IST-DASLab / gptq

Code for the ICLR 2023 paper "GPTQ: Accurate Post-training Quantization of Generative Pretrained Transformers".
https://arxiv.org/abs/2210.17323
Apache License 2.0
1.86k stars 150 forks source link

qweight is empty when I gave --save option #2

Closed junsoo999 closed 1 year ago

junsoo999 commented 1 year ago

As I want to get the quantized model through the GPTQ algorithm, I gave the --save option when I run the python script.

However, the qweight of each layer is empty because of pack function in Quant3Linear class. (quant.py) I think the while loop (line 147 ~ line 170) is not executed so the qweight is just an empty ndarray.

If I comment out the while loop, I can get the qweight. What is the role of the while loop? Can I just comment out and run the transformers?

efrantar commented 1 year ago

Hi, what model size are you using, the smallest one?

Quant3Linear currently assumes that all layers are evenly divisible into 1024 x 1024 blocks, which is not the case on the very smallest model, which has 768 x 768 weights. The // 1024 in this line:

https://github.com/IST-DASLab/gptq/blob/9232a476641b1848cf720dd15bd0e616cd48702d/quant.py#L148

might be causing the issue. I just tested it on 1.3B and there the weights seem non-empty for me.

In general, the while-loop is densely packing the quantized weights, i.e. this is what actually stores the weights in 3bit.

Note that if you just want the "fake-quantized" model (i.e. the weights are quantized to e.g. only 8 different values for 3bit but are still stored in float16), then you should just put a model.save_pretrained('checkpoint.pt') call at the end of opt.py / bloom.py.

junsoo999 commented 1 year ago

Thank you for your reply.

I have one more question. If I quantize the model in 4bit weight, then what is the role of the while loop? Can I comment out the while loop if I only use 4bit quantization? or should I use --save option only at bigger models?

Thank you for sharing this wonderful work!

efrantar commented 1 year ago

If you just need (fake) quantized 4bit weights (e.g. for evaluation in a different framework) then just add a model.save_pretrained('checkpoint.pt') call at the end of the main scripts as explained above. There is no need to go through any packing code.
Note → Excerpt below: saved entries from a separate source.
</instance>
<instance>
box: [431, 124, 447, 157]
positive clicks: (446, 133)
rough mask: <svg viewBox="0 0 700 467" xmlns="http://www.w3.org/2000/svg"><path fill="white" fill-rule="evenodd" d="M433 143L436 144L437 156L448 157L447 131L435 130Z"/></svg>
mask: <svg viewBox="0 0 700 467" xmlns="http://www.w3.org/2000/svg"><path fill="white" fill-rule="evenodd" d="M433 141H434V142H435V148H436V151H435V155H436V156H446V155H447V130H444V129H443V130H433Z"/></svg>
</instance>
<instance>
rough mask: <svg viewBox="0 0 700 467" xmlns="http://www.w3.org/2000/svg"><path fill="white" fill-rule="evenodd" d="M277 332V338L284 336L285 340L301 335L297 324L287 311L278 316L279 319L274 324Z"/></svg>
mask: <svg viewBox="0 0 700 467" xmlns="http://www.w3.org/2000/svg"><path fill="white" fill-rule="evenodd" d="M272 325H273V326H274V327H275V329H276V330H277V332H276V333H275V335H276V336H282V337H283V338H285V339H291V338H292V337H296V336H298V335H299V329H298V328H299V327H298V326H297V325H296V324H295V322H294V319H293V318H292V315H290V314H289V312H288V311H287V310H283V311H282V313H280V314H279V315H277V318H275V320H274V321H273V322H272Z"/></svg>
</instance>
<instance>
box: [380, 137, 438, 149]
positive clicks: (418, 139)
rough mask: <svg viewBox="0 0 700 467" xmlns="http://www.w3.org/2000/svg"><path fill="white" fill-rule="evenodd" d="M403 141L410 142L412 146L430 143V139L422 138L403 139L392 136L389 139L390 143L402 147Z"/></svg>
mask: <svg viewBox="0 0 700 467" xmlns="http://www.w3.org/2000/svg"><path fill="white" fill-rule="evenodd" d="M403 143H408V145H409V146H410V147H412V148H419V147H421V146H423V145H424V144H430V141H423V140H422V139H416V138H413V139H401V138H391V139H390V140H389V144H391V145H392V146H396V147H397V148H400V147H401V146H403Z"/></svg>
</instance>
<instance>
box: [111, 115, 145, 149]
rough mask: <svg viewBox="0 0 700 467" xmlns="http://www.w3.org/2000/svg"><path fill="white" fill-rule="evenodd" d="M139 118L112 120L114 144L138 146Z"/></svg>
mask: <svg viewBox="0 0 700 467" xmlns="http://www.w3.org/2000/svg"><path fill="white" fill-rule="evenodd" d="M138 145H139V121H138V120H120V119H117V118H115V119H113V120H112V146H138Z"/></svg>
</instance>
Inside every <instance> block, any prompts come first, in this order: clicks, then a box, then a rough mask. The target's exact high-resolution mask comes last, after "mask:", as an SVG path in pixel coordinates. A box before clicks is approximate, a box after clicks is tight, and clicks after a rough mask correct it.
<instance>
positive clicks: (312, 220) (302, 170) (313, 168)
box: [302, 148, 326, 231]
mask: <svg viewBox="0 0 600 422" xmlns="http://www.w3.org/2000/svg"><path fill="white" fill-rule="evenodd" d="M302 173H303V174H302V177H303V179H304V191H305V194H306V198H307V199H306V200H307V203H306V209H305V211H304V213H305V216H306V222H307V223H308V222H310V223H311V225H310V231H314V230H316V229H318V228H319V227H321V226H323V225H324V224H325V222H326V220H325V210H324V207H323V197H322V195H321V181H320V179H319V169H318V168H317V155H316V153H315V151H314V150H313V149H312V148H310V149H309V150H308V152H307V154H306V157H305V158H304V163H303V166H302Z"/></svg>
If you actually want to save the model in compressed 4bit form, i.e. packed, you will have to adapt our corresponding 3bit code, i.e. Quant4Linear and related functions, since this repository currently only supports packing for 3bit.

PeiqinSun commented 1 year ago

Hi, efrantar. Thank you for your nice work. why only packing the weights shape greater than 1024 ? Because the implements of CUDA kernel?

efrantar commented 1 year ago

This should be fixed now with the most recent update (now we require only multiples of 32).